Tissue and Plasma Concentrations of Amidated and Glycine-Extended Glucagon-Like Peptide I in Humans

Using specific radioimmunoassays, we studied the occurrence of amidated and glycine-extended glucagon-like peptide I (GLP-I) molecules in the human small intestine and pancreas and in the circulation system in response to a breakfast meal.
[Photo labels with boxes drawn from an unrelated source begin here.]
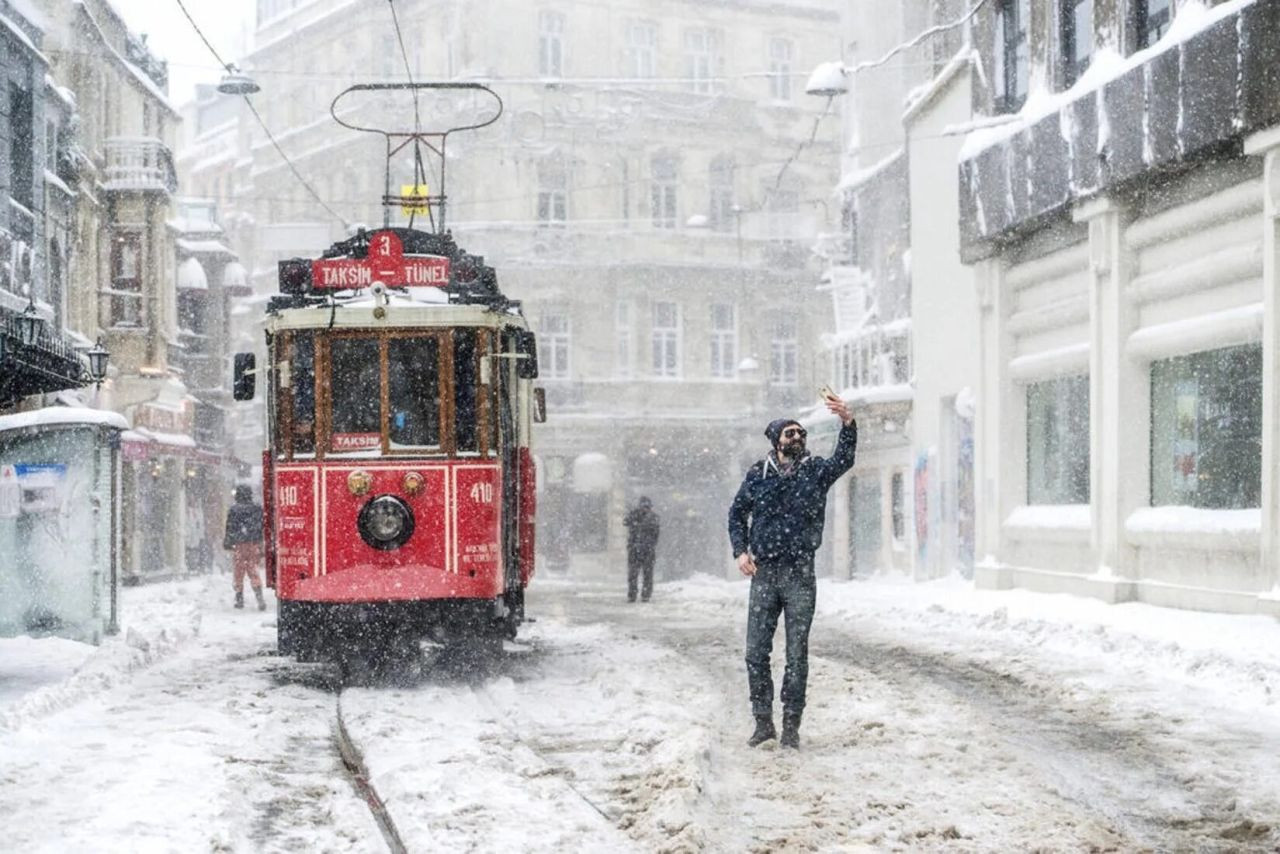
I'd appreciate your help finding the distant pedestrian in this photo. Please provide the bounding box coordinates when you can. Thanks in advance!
[223,485,266,611]
[728,394,858,748]
[622,495,659,602]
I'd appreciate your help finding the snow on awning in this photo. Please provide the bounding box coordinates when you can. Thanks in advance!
[174,237,236,257]
[0,406,129,435]
[120,426,196,461]
[178,257,209,291]
[223,261,253,294]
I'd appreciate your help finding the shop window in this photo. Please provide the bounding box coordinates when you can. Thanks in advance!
[652,302,680,379]
[108,232,142,326]
[1059,0,1093,87]
[710,303,737,379]
[707,155,737,232]
[769,314,798,385]
[991,0,1032,113]
[1151,344,1262,510]
[890,471,906,547]
[1133,0,1174,50]
[538,12,564,77]
[625,20,658,78]
[1027,375,1089,504]
[649,152,680,228]
[769,38,795,101]
[538,311,570,379]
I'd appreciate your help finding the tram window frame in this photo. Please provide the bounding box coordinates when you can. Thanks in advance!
[316,326,502,458]
[380,333,452,455]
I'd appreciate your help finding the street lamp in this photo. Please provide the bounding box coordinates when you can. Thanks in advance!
[86,335,111,383]
[218,63,261,95]
[804,61,849,97]
[18,297,45,347]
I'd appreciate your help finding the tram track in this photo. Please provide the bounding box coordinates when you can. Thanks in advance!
[334,688,408,854]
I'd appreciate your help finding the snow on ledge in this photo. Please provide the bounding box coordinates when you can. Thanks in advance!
[0,406,129,430]
[1002,504,1093,540]
[952,0,1257,163]
[1124,506,1262,551]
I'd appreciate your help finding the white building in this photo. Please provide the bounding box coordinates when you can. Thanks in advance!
[207,0,838,577]
[959,0,1280,613]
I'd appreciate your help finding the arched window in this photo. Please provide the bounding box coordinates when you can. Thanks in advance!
[649,151,680,228]
[707,155,736,232]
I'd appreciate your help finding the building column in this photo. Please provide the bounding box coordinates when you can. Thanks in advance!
[974,256,1025,589]
[1244,127,1280,604]
[1074,197,1136,600]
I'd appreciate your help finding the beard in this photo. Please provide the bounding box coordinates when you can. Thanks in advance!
[778,439,804,460]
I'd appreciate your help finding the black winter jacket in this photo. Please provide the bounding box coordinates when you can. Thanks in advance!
[622,507,659,557]
[728,421,858,563]
[223,501,262,549]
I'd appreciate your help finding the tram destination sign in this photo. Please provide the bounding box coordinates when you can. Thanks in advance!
[311,232,449,291]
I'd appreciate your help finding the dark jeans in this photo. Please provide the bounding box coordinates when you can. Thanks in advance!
[746,558,818,717]
[627,553,653,602]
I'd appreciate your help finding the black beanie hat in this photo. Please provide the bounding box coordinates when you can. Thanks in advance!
[764,419,803,448]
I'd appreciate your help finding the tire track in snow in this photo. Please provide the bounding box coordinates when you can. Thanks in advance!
[813,632,1274,850]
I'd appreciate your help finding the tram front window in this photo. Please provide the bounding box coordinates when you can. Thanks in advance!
[387,338,440,448]
[289,333,316,455]
[329,338,383,453]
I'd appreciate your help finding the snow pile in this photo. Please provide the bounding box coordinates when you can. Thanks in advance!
[0,581,207,731]
[343,624,718,851]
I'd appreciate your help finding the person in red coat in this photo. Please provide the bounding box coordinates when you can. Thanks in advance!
[223,485,266,611]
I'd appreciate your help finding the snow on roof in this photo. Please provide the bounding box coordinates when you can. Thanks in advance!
[962,0,1257,163]
[120,428,196,448]
[175,237,236,260]
[45,74,76,109]
[902,45,979,122]
[0,406,129,430]
[0,15,49,65]
[178,257,209,291]
[836,147,906,193]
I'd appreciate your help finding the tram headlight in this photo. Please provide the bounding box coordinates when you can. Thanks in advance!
[347,469,374,495]
[356,495,413,552]
[401,471,426,495]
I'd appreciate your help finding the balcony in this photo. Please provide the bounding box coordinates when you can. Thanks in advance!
[102,137,178,195]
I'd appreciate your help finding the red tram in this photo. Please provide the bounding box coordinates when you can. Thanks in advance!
[236,83,543,661]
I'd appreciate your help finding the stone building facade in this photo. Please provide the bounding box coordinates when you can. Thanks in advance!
[959,0,1280,613]
[215,0,838,576]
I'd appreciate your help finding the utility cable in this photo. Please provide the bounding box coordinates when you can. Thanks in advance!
[174,0,349,229]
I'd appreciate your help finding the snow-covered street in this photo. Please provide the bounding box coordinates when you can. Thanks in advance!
[0,577,1280,851]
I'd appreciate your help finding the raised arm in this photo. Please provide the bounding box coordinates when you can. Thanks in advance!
[728,472,753,557]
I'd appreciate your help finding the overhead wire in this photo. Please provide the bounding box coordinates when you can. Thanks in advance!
[174,0,349,229]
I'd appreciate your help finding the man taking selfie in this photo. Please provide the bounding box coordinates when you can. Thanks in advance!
[728,391,858,748]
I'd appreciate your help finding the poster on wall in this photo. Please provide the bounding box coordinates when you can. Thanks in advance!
[915,453,929,561]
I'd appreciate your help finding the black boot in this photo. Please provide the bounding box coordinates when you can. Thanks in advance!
[778,714,800,750]
[746,714,778,748]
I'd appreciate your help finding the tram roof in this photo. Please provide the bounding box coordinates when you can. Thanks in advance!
[266,294,529,332]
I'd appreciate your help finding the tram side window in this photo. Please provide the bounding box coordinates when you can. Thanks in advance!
[329,338,383,452]
[289,333,316,455]
[387,338,440,448]
[453,329,480,452]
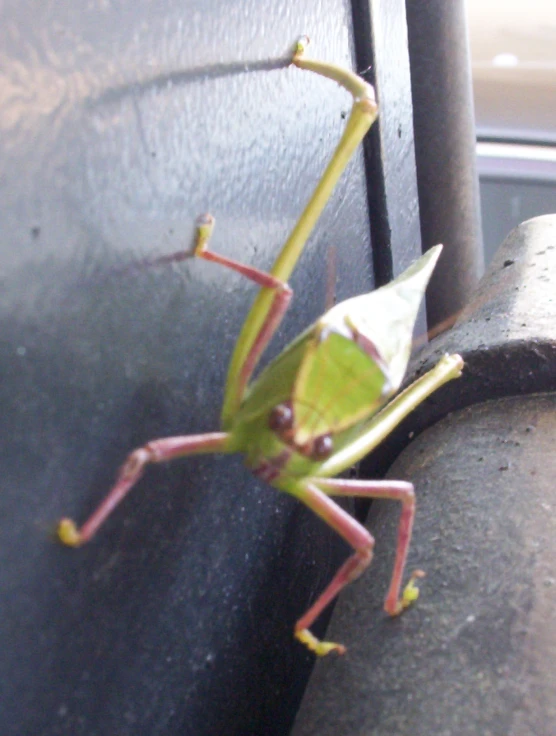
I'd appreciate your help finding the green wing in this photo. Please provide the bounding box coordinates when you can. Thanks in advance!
[291,324,389,444]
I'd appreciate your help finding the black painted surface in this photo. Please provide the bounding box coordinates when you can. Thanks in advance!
[0,0,417,736]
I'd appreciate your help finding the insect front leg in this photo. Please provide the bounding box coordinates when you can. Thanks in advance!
[288,479,375,656]
[313,478,425,616]
[57,432,230,547]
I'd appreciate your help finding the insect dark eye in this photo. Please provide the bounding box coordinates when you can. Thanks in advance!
[312,434,332,460]
[268,404,293,432]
Through gel permeation chromatography of extracts of the human pancreas (n = 5), we found that 71% of the GLP-I immunoreactivity eluted as a large molecule corresponding to the major proglucagon fragment, 24% corresponded to GLP-I 1–36 amide, and 5% to GLP-I 1–37. By gel permeation chromatography of extracts of human small intestine (n = 6), we found that all immunoreactivity eluted in one peak at the common elution position of the two insulin-releasing peptides, GLP-I 7–36 amide and GLP-I 7–37. Of the GLP-I immunoreactivity, 80% corresponded to GLP-I 7–36 amide and 20% to GLP-I 7–37. The mean concentrations of amidated GLP-I and glycine-extended GLP-I in fasting plasma were 7 ± 1 and 6 ± 1 pM, respectively (n = 6). In response to a breakfast meal, the concentration of amidated GLP-I rose significantly amounting to 41 ± 5 pM 90 min after the meal ingestion, whereas the concentration of glycine-extended GLP-I only rose slightly to a maximum of 10 ± 1 pM. Thus, both amidated and glycine-extended GLP-I molecules are produced in the small intestine and in the pancreas in humans. Both amidated and glycine-extended GLP-I are measurable in fasting plasma. The higher meal response of amidated GLP-I compared with glycine-extended GLP-I probably reflects the larger amount of amidated GLP-I produced in the tissues compared with glycine-extended GLP-I.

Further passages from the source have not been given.